Read more: BBC's The One Show embroiled in animal cruelty row after trainer 'bullies' Jack Russell | Mail Online


----------



## Blondie (Feb 27, 2011)

I didnt watch it - Maddie goes mad so I had to switch over while that bit was on, so cant really comment - who did see it?? Was it bad then??


----------



## RockRomantic (Apr 29, 2009)

Ceearott said:


> I didnt watch it - Maddie goes mad so I had to switch over while that bit was on, so cant really comment - who did see it?? Was it bad then??


i must have been cleaning upstairs when it was on, i never pay much attention to the tv, wonder if i can see it on iplayer


----------



## dorrit (Sep 13, 2011)

At the time I just thought ..Idiot...

Now im thinking :mad2: Idiot.... 

There are pages on FB complaining and campainging to get rid of him too..

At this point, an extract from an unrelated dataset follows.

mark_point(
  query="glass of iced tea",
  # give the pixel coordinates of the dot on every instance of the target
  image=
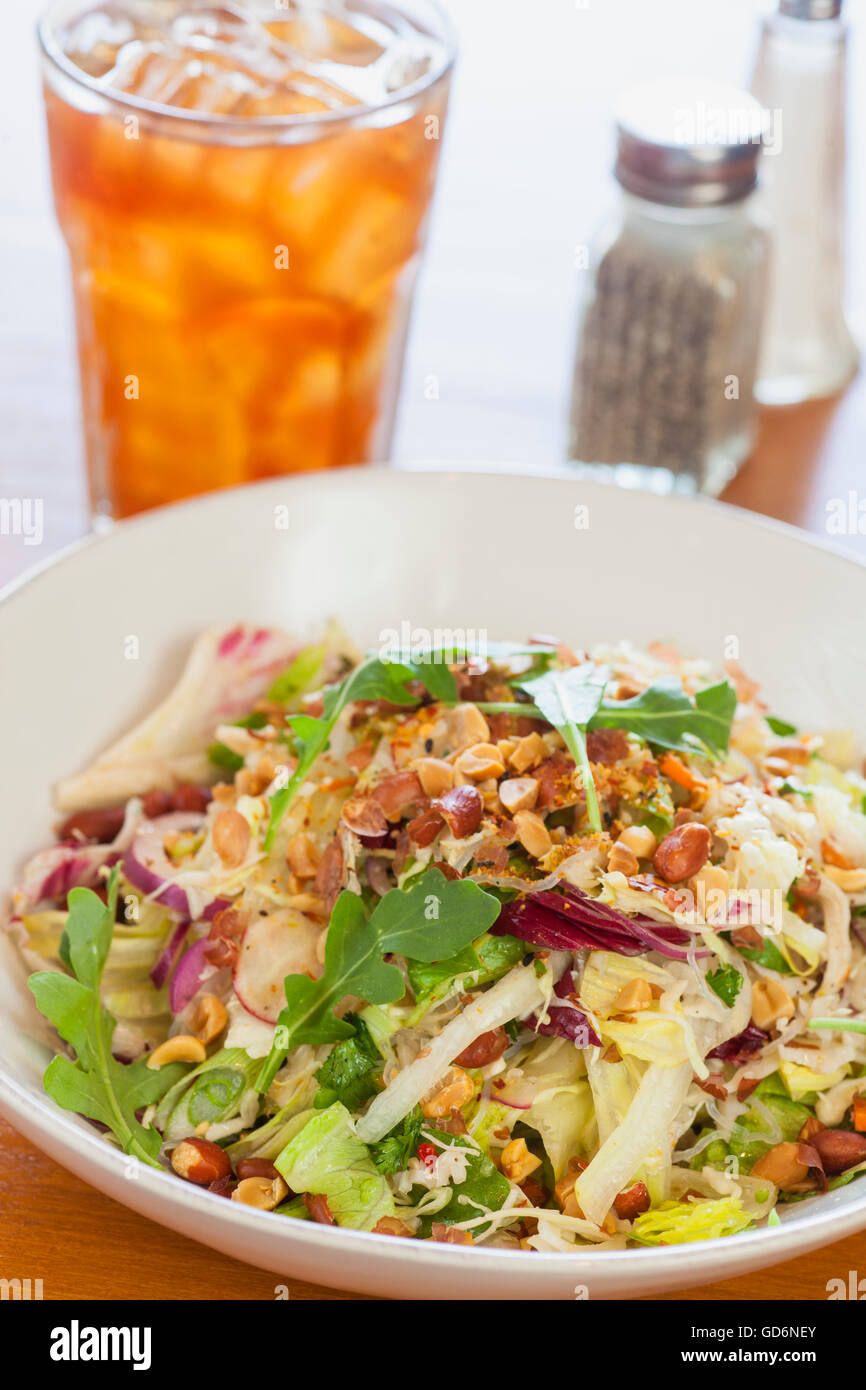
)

Point is do we really need anymore of these 'dog trainers' showing dubious training methods on TV to help people too idle to read a decent book or go to a proper dog school..


----------



## Lulus mum (Feb 14, 2011)

Just read on another forum site that

The vet Joe Inglis is apparently on the One Show tonight re.the behaviourist controversy
Lets hope he talks some sense
Maureen


----------



## Argent (Oct 18, 2009)

Anyone watching now? Making him out to be a saint - I bet he wouldn't stick his foot in that staffy's mouth!


----------



## Lulus mum (Feb 14, 2011)

What did you think of last nights programme?
Do you think he will be dumped from the show?
maureen


----------



## Lulus mum (Feb 14, 2011)

Have just read on another Forum Site that the "Dog Fixer" feature has been dropped from the One show!!!!
Maureen


----------



## AdamC4797 (Sep 22, 2011)

he was using the dog whisperer techniques i only saw the bit at feeding time
where dog was barking trying to defend his food witch was bad i dont think its bullying he was trying to get the dog to relax while he eating


----------



## PaulRyan (Aug 17, 2011)

Just watched on youtube One show Dog Trainer - YouTube If he did that to my dog he'd be leaving quickly followed by a heavy bulky item aimed at his head


----------



## PaulRyan (Aug 17, 2011)

AdamC4797 said:


> he was using the dog whisperer techniques i only saw the bit at feeding time
> where dog was barking trying to defend his food witch was bad i dont think its bullying he was trying to get the dog to relax while he eating


Cesar Millan uses outdated methods that are dangerous and inhumane.
I don't think the man was trying to be cruel or a bully but I also don't think he has a clue what he's talking about either, Personally the dog didn't seem relaxed while eating his food at the end, all this man did was change the the problem that the owner(s) didn't like into a problem that the owner(s) can ignore which isn't getting to the root cause while the JRT suffers .


----------



## WelshYorkieLover (Oct 16, 2011)

I have also made a complaint about him. Has anyone else?


----------